A confirmação do diagnóstico pode ser realizada por meio de biópsia por agulha fina guiada por US. Por videolaparoscopia, podem ser realizadas biópsias ou esplenectomia total. No presente caso, foi realizada esplenectomia parcial, não havendo na literatura relato de outros casos com conduta semelhante5. O tratamento também pode ser realizado com base nos achados radiológicos e no encontro de infecção por tuberculose em outro órgão. Em pacientes que não respondem ao tratamento com tuberculostáticos, a esplenectomia total pode ser necessária6.
REFERÊNCIAS BIBLIOGRÁFICAS
1- Aston NO, MA, Chir M. Abdominal tuberculosis. World J Surg 1997;21:492-9.

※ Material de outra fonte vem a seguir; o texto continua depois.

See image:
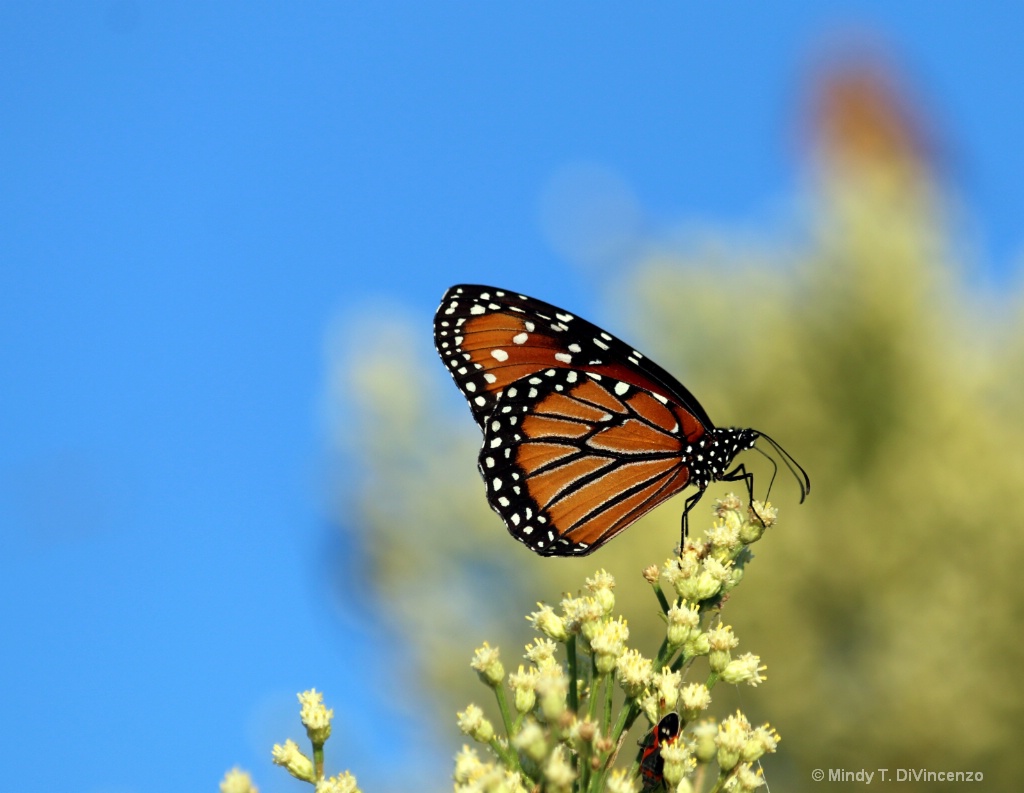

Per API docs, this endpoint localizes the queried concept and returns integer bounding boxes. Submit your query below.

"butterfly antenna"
[752,447,778,501]
[755,432,811,503]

2- Khalil T, Uzoaru I, Nadimpalli V, Wurtz R. Splenic tuberculous abscess in patients positive for human immunodeficiency virus: report of two cases and review. Clin Infect Dis 1992;14:1266-7.
3- Gonzalez-Lopez A, Dronda F, Alonso-Sanz M, Chaves F, Fernandez-Martin I, Lopez-Cubero L. Clinical significance of splenic tuberculosis in patients infected with human immunodeficiency vírus. Clin Infect Dis 1997;24:1248-51.
4- Pedro-Botet J, Maristany MT, Miralles R, Colomes-Lopez JL, Rubies-Prat J. Splenic tuberculosis in patients with AIDS. Clin Infect Dis 1991;13:1069-71.
5- Pramesh CS, Tamhankar AP, Rege SA, Shah SR. Splenic Tuberculosis and HIV-1 Infection. Lancet 2002;359:353.
6- Giladi M, Ransohoff KN, Lovett MA. Splenic abscesses due to mycobacterium tuberculosis in patients with AIDS: Is splenectomy necessary? Rev Infect Dis 1991;13:373-5.